Looking up, he saw Pucetti and, beside him, Meucci. If he were a tyre, then some of the air had been let out of him; this was most evident in his face, where the eyes seemed to have grown larger. His cheeks had sagged and hung loose above the soft little mouth. Less flesh pressed against the retaining wall of his collar.
His body seemed smaller, as well, but that might have been because of the dark woollen jacket that had replaced his voluminous lab coat.
Pucetti waited at the door while Meucci entered. The door closed; the only sound was the officer’s retreating footsteps.
‘Come in, Signor Meucci,’ Brunetti said coolly. He leaned across the desk and clicked on the tape recorder.
The man came slowly forward, as timidly as a young wildebeest forced to step into tall grass. As he approached Brunetti’s desk, his eyes moved around the room in search of the danger he knew was there.

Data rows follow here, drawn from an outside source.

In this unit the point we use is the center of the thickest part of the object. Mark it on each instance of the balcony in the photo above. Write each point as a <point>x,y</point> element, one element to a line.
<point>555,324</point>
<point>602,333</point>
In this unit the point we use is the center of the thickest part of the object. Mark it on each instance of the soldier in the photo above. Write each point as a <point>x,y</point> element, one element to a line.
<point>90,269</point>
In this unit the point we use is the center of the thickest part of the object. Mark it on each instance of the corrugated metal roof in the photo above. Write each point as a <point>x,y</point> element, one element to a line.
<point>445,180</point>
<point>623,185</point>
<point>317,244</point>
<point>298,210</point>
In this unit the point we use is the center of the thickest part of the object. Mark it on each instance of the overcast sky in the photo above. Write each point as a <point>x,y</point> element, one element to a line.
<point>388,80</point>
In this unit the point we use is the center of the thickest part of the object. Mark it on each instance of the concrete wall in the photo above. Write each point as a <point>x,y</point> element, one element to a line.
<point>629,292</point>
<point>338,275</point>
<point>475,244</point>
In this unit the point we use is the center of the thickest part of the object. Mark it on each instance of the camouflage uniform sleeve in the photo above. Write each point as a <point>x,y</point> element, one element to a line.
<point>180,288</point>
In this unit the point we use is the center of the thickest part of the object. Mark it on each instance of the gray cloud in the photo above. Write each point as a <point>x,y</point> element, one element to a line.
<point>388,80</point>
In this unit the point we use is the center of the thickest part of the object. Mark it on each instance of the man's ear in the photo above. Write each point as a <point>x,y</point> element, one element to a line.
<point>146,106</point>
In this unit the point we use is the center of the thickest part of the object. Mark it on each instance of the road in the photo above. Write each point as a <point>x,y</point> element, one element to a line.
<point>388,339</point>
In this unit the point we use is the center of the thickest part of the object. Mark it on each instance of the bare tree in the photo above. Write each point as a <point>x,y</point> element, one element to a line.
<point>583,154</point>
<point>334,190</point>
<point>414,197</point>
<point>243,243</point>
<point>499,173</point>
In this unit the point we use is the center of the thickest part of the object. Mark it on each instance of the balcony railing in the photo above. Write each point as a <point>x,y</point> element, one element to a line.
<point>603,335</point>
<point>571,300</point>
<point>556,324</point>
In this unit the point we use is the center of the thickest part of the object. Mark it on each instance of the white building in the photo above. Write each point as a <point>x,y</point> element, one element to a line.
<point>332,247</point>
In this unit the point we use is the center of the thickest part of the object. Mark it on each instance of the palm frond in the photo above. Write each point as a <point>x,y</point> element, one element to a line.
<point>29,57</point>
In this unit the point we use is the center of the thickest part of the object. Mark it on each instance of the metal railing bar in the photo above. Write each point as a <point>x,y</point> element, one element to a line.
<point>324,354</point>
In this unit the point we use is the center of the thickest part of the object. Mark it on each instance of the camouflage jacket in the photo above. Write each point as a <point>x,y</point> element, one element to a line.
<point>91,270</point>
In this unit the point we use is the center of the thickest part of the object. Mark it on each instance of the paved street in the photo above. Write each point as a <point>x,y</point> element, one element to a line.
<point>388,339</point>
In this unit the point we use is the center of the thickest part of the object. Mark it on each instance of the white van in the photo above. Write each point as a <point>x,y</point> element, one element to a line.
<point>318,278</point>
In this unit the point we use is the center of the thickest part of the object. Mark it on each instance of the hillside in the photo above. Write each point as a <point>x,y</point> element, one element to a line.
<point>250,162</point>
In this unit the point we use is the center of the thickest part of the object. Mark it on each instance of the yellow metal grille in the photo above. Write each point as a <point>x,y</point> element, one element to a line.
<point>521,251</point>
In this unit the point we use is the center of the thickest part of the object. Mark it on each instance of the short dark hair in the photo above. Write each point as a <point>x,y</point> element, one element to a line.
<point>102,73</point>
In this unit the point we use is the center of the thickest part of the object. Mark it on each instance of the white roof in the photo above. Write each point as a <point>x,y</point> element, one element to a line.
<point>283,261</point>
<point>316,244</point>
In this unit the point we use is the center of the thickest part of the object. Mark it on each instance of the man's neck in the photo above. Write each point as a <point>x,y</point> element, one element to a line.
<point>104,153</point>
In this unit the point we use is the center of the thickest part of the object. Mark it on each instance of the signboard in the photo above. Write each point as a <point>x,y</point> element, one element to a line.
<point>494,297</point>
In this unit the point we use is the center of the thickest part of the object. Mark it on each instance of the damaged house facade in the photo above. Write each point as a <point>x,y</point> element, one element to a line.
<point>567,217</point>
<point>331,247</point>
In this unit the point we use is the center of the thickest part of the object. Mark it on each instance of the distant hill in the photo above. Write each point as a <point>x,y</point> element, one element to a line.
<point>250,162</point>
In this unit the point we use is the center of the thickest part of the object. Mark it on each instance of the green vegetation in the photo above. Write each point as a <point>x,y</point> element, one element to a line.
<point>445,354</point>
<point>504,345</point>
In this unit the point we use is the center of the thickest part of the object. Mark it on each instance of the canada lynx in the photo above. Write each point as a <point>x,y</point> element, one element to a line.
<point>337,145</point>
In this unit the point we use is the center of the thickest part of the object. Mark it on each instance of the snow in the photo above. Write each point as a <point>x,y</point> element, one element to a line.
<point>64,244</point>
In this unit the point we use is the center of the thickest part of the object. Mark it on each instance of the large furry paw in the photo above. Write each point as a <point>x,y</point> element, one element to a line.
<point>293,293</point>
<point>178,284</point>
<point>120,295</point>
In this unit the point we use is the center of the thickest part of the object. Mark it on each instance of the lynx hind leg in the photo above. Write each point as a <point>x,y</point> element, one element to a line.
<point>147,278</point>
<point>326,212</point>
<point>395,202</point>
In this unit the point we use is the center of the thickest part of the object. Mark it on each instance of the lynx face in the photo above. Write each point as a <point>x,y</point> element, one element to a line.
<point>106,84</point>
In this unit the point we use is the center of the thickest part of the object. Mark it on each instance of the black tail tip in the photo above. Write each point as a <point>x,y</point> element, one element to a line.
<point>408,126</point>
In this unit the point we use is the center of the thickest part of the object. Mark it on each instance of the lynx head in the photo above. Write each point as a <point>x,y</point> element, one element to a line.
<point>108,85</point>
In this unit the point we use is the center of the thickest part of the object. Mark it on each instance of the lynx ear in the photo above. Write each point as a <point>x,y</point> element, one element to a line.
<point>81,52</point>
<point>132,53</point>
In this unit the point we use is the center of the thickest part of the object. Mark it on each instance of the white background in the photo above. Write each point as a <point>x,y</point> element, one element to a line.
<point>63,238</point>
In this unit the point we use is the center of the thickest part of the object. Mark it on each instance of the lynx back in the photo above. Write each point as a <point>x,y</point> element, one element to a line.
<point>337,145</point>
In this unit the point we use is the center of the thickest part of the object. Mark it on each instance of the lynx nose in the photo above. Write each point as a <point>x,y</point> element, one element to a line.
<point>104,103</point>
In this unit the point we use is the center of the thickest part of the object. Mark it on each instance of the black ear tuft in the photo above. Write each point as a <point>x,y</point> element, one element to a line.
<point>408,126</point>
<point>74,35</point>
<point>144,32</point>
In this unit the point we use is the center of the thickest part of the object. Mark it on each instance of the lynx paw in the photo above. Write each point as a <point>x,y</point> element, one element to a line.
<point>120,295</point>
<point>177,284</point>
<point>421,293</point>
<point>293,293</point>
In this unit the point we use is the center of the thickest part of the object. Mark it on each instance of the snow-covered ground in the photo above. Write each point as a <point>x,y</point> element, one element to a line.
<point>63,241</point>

Slowly he lowered himself into a chair. Brunetti thought the noise was a sigh, but then he realized it was the sound of Meucci’s flesh-crammed clothing as it rubbed against the sides and back of the chair.
Brunetti observed the man’s hands, which remained fixed to the arms of the chair. The stained fingers were wrapped under the arms and so the hands looked like normal hands, however swollen with fat.